Ressalta-se, na urbanização da faixa litorânea de ambas as metrópoles, forte articulação entre o turismo e o mercado imobiliário, associados aos investimentos estrangeiros e à ação do setor público. No que se refere aos investimentos surgidos nessa área, os capitais imobiliário e turístico são responsáveis pela transformação do espaço litorâneo, que elegem como local preferencial do lazer de luxo das classes mais abastadas de Fortaleza e Maceió e de empreendedores brasileiros e turistas internacionais.

Esse fato confirma o processo acelerado da urbanização nessas regiões. As inúmeras placas de oferta de imóveis transformaram a praia numa “vitrine” de vendas. As campanhas publicitárias apelam para o caráter de “paraíso privado”, próprio dos empreendimentos cada vez mais fechados e exclusivos. Há muitos edifícios em construção ou produtos imobiliários aprovados e em fase de aprovação, conferindo ao local, em muitas áreas, aparência de canteiro de obras. Ressalte-se que o processo é mais acentuado em Fortaleza, cujo volume de empreendimentos é maior, mais antigo e está mais consolidado.

Esses empreendimentos de grande porte modificam a lógica de valorização da terra e a configuração espacial da orla, resultando na alteração do espaço junto às zonas de praia e contribuindo para expandir a urbanização na faixa litorânea. A atividade turística e imobiliária aí desenvolvida, ao gerar novos usos e formas de ocupação, é responsável pelo surgimento de novas espacialidades e novos fluxos metropolitanos.

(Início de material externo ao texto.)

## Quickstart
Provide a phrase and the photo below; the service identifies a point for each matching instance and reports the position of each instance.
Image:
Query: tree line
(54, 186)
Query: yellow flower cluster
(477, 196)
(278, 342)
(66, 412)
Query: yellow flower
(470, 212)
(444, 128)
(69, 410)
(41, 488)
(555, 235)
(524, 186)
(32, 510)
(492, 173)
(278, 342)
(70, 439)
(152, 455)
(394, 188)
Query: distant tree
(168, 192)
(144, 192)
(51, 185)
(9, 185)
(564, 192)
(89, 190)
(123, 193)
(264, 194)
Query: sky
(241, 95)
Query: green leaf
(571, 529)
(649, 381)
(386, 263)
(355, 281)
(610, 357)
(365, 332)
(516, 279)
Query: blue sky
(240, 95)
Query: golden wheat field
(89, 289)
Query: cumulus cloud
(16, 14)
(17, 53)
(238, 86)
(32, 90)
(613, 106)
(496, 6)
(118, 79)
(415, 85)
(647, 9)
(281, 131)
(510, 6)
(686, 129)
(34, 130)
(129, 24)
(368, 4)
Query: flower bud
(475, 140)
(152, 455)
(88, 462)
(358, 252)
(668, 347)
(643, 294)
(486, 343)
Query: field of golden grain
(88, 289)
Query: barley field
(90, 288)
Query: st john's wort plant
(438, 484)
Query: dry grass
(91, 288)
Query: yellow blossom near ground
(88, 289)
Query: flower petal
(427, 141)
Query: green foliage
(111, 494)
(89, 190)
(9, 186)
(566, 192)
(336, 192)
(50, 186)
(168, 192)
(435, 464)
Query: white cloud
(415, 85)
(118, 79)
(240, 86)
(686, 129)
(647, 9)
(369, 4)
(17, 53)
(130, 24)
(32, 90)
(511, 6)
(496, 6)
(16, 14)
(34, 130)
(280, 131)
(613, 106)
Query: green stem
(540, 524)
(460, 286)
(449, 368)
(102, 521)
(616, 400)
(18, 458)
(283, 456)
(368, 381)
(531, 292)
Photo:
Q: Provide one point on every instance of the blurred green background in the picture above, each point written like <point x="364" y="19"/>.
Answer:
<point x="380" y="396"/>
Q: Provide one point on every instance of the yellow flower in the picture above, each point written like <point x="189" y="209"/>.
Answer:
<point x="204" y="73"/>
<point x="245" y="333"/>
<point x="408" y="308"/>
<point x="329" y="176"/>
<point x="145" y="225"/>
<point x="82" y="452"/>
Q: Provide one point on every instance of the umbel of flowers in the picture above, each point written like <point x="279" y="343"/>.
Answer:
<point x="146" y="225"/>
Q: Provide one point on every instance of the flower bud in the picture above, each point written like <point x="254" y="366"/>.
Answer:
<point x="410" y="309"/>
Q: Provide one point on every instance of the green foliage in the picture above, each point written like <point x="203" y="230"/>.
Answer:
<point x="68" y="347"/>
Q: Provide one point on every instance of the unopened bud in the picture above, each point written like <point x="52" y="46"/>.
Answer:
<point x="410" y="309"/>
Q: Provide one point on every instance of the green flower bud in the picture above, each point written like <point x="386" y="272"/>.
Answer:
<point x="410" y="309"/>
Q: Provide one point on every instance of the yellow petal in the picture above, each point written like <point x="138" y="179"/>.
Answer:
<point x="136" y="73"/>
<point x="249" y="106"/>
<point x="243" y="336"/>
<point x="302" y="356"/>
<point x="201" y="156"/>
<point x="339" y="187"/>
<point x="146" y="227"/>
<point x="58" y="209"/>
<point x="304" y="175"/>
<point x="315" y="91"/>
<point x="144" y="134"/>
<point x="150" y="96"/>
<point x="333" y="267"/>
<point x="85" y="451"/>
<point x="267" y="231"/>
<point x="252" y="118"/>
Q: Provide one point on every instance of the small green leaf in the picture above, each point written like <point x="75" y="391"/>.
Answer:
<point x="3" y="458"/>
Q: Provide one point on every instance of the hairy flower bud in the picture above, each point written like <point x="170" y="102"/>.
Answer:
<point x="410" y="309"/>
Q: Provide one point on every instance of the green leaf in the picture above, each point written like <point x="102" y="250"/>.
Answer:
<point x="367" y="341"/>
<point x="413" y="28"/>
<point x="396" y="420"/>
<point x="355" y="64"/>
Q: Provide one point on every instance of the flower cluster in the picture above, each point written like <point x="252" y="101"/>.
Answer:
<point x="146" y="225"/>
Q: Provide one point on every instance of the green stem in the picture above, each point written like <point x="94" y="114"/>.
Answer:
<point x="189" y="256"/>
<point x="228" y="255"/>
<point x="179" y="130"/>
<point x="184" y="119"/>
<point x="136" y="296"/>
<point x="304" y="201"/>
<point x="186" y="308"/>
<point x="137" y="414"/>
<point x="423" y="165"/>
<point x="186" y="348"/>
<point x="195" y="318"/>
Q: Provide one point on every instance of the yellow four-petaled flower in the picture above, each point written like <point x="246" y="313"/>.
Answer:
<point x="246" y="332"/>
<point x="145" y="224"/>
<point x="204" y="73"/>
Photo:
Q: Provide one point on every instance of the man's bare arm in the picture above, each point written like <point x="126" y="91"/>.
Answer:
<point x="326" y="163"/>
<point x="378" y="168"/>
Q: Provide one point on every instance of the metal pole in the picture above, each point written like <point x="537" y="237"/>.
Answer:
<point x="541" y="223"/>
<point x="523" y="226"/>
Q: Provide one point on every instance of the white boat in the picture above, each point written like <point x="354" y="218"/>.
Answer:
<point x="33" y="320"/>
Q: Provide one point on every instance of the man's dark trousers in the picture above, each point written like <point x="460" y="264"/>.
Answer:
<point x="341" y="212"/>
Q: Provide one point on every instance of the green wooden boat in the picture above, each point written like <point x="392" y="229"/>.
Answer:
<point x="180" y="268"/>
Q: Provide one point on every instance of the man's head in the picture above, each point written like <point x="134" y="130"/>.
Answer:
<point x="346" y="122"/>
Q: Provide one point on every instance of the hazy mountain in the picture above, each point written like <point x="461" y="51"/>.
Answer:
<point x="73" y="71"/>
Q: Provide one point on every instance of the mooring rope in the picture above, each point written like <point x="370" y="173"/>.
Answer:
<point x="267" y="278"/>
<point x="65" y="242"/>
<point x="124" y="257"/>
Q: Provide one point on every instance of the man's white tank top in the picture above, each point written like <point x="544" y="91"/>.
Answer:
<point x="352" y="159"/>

Em suma, a ocupação das faixas litorâneas leste da RMF e norte da RMM obedecem às tendências da urbanização contemporânea, produzindo formas de tecido urbano diferenciadas e inovadoras (REIS, 2006). Efetivados de acordo com suas conveniências, os grandes equipamentos de lazer e turismo, bem como os parques temáticos no caso de Fortaleza e condomínios fechados e resorts em ambas as metrópoles ocupam o espaço de maneira descontínua, evidenciando o fenômeno da dispersão urbana, de que também resultam processos de fragmentação e segregação socioespacial.